Defra consults on removal of Clean Air Act

The government issues call for evidence on its proposals to scrap or amend the Clean Air Act 1993 as part of its drive to cut red tape

The government has issued a call for evidence on its review of the Clean Air Act 1993 in England, which could be scrapped altogether under current proposals.

The Department for the Environment, Food and Rural Affairs (Defra) is seeking views from the public, local authorities and businesses such as boiler manufacturers and those in the food industry as part of the consultation, which runs from September 3 until October 29.

Defra is proposing to scrap or amend the Clean Air Act 1993, which limits smoke emissions from chimneys

Defra is proposing to scrap or amend the Clean Air Act 1993, which limits smoke emissions from chimneys

The Clean Air Act (CAA) 1993 gives powers to local councils to control domestic and industrial smoke to improve local air quality and meet EU air quality standards for sulphur dioxide and particulate matter.

The CAA, which has its roots in legislation that is now almost 60 years old, also enables local councils to create ‘smoke control areas’ and order the use of cleaner fuels in these areas.

Defra first announced in June 2012 that it planned to consult on the review of the Act this year as part of its Red Tape Challenge to remove legislation that is ‘unnecessary or not working’ (see story).
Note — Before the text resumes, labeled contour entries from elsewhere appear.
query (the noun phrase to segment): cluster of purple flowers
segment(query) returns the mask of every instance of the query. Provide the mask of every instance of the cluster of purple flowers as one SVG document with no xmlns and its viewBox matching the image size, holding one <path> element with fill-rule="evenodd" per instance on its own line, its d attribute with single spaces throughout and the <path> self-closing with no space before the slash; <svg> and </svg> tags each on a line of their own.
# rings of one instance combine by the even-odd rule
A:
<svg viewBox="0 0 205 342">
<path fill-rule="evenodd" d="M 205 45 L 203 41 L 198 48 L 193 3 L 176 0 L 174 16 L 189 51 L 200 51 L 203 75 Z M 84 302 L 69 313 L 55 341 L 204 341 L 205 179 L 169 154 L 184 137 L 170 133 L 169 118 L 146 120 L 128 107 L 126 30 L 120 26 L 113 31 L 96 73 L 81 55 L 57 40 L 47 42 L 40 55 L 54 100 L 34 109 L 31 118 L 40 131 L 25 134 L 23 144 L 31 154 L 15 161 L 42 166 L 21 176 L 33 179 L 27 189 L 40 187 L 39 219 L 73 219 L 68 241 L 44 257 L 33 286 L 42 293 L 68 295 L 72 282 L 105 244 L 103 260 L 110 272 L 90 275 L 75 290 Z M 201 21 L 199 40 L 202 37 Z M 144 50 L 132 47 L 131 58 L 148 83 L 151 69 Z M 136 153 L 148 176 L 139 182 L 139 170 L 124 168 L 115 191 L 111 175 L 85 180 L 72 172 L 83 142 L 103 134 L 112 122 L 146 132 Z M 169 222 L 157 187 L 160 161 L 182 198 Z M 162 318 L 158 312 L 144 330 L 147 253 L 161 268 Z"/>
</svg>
The consultation comes as part of this review, which aims to ‘reduce burdens’ on business and local authorities; make environmental rules and regulations more user friendly; and maintain the quality of environmental regulations.

In March 2013, Defra published a report — carried out by air quality consultants Ricardo-AEA — which suggested that removing the CAA could lead to an increase in particulate matter emissions unless new legislation was introduced (see story).


The Clean Air Act 1993 contains measures which:

  • prohibit emissions of smoke within smoke control areas, unless using an exempted appliance or an authorised fuel.
  • prohibit emissions of dark smoke from any chimney, or from industrial or trade premises, subject to certain exemptions.
  • require approval of many commercial furnaces to ensure they don’t emit too much smoke, grit and dust.
  • require approval of many furnace chimneys to ensure they are high enough to disperse any residual emissions
  • prohibit cable burning except under an environmental permit.

Defra is also currently consulting on its proposals to remove the obligations for councils in England to monitor air pollution, a move which has been attacked by London Assembly members (see story) and also several Labour MPs (see story).